The World WILL NOT end on October 7


Camping's followers live on
I have written a  newspaper column on why those who believe the world will end on October 7 do not understand their Bibles. Because of space constraints in the newspaper, I would like  to add a further explanation for why using 1,600 days is arbitrary. One must read the newspaper column first to understand my explanation here.
According to an essay by Chris McCann, a promoter of this end date, he can substitute a measure of time for a meaure of physical dimension in Revelation 14:20 because of what is said in Psalm 39:4-5 (King James Version). Note his reasoning:
“If their blood is flowing out of the winepress for the space of '1,600 furlongs,' we wonder if it is possible that God is indicating that the life of the wicked will go on for a period of time of 1,600 days. Is that possible? Can we understand 'furlongs' to represent ‘days’? So we take that question to the Bible, like we took all the other questions and we search the Bible to see if we can make that kind of spiritual substitution. When God is speaking of a 'space' of furlongs, can we understand it as 'days'? There are actually several verses that provide Biblical justification for making that kind of substitution. For instance, it says in Psalm 39:4-5:
JEHOVAH, make me to know mine end, and the measure of my days, what it is; that I may know how frail I am. Behold, thou hast made my days as an handbreadth; and mine age is as nothing before thee: verily every man at his best state is altogether vanity. Selah.”

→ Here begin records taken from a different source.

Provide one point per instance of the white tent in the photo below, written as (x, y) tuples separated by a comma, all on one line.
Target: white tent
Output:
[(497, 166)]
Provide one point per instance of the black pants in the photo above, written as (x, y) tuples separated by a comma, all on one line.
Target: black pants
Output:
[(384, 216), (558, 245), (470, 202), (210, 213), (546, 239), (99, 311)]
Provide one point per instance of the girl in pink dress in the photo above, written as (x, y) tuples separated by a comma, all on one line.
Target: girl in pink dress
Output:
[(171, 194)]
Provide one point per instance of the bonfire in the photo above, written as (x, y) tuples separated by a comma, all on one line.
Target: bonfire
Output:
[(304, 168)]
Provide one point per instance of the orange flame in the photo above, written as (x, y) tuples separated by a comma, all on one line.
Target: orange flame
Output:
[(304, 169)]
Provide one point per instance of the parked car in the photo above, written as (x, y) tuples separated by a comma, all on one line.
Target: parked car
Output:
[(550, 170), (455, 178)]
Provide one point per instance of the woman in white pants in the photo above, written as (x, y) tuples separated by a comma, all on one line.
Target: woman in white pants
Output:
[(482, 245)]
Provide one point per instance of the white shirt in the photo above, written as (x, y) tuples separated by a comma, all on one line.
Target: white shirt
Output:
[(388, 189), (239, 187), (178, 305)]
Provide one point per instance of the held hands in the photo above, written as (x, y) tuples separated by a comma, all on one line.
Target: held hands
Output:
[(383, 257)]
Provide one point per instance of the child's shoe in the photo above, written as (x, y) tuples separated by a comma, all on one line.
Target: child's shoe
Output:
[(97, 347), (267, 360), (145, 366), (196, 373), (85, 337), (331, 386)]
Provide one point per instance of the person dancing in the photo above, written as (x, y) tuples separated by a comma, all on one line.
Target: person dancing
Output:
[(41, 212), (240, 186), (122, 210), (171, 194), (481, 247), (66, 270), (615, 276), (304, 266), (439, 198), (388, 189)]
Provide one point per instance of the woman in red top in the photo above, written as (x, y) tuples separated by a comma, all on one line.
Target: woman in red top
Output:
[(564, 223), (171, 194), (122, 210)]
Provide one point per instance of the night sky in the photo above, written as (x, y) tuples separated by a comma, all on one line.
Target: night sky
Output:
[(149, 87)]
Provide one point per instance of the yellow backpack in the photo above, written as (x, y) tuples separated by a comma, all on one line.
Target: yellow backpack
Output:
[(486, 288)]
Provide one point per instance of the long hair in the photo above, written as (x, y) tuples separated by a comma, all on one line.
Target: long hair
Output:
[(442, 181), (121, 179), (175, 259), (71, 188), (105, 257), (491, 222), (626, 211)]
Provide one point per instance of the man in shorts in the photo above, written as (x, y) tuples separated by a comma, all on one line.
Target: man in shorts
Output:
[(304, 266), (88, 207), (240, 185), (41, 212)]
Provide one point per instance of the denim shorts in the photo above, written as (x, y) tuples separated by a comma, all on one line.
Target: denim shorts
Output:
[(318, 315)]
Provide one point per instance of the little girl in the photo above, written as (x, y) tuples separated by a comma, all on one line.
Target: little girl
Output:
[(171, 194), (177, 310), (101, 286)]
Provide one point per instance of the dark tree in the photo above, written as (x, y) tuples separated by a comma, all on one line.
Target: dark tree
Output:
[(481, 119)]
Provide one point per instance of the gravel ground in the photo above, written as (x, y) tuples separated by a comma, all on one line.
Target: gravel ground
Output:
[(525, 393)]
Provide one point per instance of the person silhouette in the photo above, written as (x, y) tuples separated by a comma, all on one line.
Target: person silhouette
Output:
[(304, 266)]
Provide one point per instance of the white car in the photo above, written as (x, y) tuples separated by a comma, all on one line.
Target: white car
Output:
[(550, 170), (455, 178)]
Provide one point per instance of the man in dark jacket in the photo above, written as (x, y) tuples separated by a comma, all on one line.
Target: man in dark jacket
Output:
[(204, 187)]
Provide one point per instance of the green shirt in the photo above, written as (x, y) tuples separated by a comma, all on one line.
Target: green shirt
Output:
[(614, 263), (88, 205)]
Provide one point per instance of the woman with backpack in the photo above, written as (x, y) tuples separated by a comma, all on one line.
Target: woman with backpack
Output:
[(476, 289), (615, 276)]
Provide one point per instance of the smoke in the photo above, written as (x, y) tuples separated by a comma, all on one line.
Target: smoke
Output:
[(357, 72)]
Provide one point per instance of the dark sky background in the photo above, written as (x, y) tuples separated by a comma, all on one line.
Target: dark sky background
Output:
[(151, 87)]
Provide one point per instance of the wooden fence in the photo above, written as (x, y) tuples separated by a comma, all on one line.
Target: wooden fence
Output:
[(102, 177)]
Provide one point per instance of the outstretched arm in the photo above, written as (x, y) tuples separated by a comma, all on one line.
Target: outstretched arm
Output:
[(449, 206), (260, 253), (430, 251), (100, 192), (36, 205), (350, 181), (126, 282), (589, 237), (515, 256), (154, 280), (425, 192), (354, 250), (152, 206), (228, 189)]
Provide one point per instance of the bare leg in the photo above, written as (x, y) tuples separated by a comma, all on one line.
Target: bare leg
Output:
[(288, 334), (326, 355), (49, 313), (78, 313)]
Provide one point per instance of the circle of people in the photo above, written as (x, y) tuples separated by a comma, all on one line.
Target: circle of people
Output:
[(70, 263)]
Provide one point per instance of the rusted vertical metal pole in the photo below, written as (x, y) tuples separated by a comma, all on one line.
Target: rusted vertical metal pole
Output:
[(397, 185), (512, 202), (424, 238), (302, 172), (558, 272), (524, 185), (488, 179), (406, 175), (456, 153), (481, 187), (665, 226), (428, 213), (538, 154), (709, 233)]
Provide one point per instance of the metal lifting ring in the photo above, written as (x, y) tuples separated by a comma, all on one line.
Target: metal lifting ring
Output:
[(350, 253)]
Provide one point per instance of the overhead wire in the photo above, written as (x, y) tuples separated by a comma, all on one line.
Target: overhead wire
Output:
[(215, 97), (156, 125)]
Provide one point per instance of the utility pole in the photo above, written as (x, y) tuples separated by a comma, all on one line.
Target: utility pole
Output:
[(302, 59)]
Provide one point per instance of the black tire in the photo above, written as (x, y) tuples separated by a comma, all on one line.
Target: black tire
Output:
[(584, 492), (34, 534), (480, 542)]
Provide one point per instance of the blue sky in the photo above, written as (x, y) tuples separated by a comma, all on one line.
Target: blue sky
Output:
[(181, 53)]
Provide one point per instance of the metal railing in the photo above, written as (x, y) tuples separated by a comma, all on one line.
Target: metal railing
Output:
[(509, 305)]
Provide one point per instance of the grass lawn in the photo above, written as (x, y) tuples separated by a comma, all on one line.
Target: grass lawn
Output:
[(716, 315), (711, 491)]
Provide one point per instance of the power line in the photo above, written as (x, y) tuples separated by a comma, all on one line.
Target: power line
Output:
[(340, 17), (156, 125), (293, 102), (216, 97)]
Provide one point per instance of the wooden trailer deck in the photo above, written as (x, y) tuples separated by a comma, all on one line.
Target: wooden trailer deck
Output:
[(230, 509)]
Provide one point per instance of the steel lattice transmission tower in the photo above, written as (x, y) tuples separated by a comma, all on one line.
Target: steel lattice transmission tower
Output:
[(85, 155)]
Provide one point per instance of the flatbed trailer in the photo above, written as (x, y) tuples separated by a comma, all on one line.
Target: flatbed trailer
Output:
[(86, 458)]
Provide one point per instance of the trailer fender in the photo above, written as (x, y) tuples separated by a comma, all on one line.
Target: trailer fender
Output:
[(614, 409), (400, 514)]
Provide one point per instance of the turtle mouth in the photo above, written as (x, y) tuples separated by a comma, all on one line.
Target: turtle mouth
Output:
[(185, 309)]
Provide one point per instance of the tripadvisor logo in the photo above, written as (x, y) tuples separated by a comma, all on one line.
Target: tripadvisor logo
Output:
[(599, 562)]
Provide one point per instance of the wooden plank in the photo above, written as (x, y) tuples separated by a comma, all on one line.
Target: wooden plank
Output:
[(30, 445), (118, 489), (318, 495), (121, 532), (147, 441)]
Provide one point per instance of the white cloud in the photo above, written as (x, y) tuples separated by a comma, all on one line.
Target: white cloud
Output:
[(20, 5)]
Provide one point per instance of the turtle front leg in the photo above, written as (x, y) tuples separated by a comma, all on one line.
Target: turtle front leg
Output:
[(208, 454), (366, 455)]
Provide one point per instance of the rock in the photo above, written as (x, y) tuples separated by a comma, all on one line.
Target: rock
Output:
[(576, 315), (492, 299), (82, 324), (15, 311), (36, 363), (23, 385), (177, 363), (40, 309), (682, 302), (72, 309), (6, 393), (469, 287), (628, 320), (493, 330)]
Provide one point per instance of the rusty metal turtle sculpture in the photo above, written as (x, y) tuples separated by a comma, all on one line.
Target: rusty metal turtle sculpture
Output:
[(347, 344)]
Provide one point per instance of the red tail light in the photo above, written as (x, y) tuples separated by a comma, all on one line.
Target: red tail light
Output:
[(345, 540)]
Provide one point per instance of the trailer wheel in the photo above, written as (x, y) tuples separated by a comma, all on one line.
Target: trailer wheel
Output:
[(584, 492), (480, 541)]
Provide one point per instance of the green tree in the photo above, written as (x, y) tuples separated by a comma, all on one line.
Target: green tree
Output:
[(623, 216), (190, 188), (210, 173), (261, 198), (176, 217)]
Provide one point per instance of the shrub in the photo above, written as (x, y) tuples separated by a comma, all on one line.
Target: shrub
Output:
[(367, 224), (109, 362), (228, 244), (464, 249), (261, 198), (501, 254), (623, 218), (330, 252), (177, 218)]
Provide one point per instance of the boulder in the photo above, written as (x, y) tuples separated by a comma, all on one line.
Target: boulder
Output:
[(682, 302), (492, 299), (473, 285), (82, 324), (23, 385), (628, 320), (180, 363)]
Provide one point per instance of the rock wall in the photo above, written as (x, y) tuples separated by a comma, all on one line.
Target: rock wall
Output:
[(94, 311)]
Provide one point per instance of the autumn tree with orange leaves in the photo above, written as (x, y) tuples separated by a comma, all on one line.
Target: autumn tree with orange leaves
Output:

However, making such a "spiritual" analogy between Psalm 39:4-5 and Revelation 14:20 only highlights how poorly and arbitrarily McCann chooses which numbers to use.
First, the biblical author is speaking of HIS days (“my days”), and not those of anything else in Psalm 39:4-5.
Second, McCann fails to tell us why he chose the number of Revelation 14:20 to signify the number of days after May 21, 2011, when there are many other numbers in Revelation that one could choose (e.g., 5 months of torture in Revelation 9:5).
Third, McCann fails to understand the nature of Hebrew poetic parallelism, wherein a line can simply restate or go beyond a previous line. In this case, “nothing before me” seems to be a further description of a “handbreath.”
That is to say, a “handbreath” seems to be a further description for a small or even zero amount (“as nothing before me”).
If so, one can just as well argue that there will be a ZERO amount of days (not 1,600 days) between May 21, 2011 and the end of the world.
One should not let these apocalyptic interpreters forget that it is atheists who have been 100% correct in predicting that those end dates will fail, while it is believers who have been 100% incorrect. In other words, atheists (and other skeptics) have been the best "prophets" when it comes to these end dates.